The AI described photosynthesis as "the process by which plants convert light energy into chemical energy" ("Explain the process").MLA emphasises that AI-generated text should be clearly distinguished from your own writing. If you paraphrase AI output rather than quoting it directly, you still need the citation. Include the specific prompt you used so the reader can understand the context.
How to cite AI in Chicago style
Chicago suggests treating AI-generated content as a personal communication or equivalent source. In the Notes-Bibliography system, cite it in a footnote with the AI tool name, company, date, and a description of how it was used. In the Author-Date system, create a reference list entry similar to the APA format.
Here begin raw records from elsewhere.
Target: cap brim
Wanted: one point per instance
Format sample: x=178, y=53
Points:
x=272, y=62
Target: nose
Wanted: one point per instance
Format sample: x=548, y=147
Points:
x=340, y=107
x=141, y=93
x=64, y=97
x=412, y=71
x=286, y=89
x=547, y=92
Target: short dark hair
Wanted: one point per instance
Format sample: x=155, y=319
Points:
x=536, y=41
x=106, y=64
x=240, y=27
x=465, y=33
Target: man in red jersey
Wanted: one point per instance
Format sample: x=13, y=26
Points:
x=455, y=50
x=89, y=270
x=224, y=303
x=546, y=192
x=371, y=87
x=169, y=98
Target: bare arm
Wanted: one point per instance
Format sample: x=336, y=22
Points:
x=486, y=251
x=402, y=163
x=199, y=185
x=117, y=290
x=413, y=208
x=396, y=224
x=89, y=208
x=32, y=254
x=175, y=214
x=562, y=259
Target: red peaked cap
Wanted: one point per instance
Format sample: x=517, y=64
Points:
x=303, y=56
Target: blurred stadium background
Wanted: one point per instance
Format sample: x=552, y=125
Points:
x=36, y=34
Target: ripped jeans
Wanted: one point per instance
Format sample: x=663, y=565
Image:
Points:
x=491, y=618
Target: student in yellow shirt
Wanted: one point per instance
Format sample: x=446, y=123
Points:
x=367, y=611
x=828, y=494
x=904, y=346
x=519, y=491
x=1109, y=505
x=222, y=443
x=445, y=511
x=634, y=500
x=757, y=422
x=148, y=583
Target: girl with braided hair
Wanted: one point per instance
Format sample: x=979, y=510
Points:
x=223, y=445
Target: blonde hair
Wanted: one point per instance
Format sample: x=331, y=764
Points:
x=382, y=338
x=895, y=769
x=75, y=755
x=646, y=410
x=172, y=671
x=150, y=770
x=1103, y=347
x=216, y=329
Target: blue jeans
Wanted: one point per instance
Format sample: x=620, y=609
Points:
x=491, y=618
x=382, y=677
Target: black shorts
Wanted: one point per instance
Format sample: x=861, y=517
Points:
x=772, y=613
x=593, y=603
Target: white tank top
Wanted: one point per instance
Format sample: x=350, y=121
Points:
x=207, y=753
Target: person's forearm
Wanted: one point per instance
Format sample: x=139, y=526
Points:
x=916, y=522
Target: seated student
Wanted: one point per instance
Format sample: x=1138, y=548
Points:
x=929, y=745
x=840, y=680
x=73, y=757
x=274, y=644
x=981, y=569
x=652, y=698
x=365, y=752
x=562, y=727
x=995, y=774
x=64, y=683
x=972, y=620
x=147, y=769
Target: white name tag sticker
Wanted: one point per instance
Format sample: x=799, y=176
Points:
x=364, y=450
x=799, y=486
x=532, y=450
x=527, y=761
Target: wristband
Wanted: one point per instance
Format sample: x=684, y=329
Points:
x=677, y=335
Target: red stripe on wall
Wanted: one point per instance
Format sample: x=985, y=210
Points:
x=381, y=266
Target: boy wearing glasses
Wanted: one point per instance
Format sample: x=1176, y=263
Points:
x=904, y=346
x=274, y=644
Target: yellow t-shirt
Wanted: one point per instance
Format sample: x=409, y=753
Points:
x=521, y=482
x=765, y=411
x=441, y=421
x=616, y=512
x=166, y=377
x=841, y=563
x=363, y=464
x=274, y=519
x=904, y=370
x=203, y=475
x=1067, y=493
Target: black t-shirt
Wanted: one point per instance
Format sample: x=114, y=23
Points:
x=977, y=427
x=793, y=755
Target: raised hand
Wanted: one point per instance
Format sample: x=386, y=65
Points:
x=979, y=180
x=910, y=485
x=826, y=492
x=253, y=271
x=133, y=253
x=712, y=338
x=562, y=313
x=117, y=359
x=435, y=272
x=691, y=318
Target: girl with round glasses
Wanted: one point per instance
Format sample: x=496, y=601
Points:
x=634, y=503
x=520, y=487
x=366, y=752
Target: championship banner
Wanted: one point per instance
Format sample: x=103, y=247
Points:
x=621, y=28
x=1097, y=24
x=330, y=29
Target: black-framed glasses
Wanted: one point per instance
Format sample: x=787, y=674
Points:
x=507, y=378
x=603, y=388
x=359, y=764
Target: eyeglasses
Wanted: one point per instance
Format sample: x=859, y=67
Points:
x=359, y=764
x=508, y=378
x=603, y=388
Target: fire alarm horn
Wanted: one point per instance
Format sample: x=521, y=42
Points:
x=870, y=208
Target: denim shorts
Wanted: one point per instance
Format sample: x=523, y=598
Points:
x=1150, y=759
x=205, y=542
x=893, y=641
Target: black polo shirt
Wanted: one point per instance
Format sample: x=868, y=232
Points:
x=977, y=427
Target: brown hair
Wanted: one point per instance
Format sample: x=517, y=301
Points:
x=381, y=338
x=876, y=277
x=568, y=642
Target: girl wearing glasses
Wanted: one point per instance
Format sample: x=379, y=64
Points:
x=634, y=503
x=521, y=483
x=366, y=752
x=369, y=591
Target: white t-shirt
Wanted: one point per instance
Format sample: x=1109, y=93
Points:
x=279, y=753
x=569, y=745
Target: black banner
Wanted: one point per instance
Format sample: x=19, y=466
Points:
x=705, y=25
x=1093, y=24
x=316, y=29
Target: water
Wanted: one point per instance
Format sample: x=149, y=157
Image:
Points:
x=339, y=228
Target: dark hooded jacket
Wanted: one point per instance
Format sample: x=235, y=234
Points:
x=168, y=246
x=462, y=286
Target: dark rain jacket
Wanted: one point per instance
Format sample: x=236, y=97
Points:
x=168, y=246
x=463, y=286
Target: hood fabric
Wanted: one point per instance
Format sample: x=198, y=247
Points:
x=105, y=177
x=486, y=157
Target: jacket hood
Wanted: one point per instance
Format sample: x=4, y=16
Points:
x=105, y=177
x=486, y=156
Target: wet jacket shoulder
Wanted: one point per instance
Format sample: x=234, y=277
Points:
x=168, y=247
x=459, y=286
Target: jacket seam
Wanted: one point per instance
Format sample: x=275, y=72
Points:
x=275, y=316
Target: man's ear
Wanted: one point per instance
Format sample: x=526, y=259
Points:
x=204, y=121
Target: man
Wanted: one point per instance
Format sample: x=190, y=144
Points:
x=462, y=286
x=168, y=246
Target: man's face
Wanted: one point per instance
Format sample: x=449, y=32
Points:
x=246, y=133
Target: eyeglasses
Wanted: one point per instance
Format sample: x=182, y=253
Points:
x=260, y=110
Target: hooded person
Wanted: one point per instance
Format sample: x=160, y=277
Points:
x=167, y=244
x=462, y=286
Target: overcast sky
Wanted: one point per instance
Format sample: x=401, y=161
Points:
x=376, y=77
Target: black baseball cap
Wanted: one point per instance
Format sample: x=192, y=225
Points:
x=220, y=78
1. Text generated by ChatGPT, OpenAI, March 15, 2024, https://chat.openai.com.
OpenAI. 2024. ChatGPT (Mar 14 version). Large language model. https://chat.openai.com.
How to cite Claude, Gemini, and other AI tools
The same principles apply to all AI tools. Replace the company name and tool name as appropriate. Here are examples for other popular AI models:
Anthropic. (2024). Claude (3.5 Sonnet version) [Large language model]. https://claude.ai
Google. (2024). Gemini (1.5 Pro version) [Large language model]. https://gemini.google.com
GitHub. (2024). GitHub Copilot [AI code assistant]. https://github.com/features/copilot
Always specify the version or model you used, as AI capabilities change significantly between versions. Output from GPT-3.5 is different from GPT-4, and Claude 2 is different from Claude 3. Identifying the version makes your citation more precise and reproducible.
Best practices for using AI in academic work
- Check your institution's AI policy before using any AI tool for coursework
- Save your prompts and the AI's responses — you may need to provide them as an appendix
- Never use AI-generated references without verifying them against real databases — AI frequently fabricates citations that look real but do not exist
- Treat AI output as a starting point, not a final product — always fact-check, rewrite, and add your own analysis
- Disclose your AI use even when not required — transparency builds trust with your readers and instructors
- Use AI for brainstorming and outlining, but write your arguments and analysis in your own words
AI-Generated Citation Accuracy
Research on AI citation tools shows significant error rates. GPT-4 improved over GPT-3.5, but both produce fabricated or erroneous references requiring verification.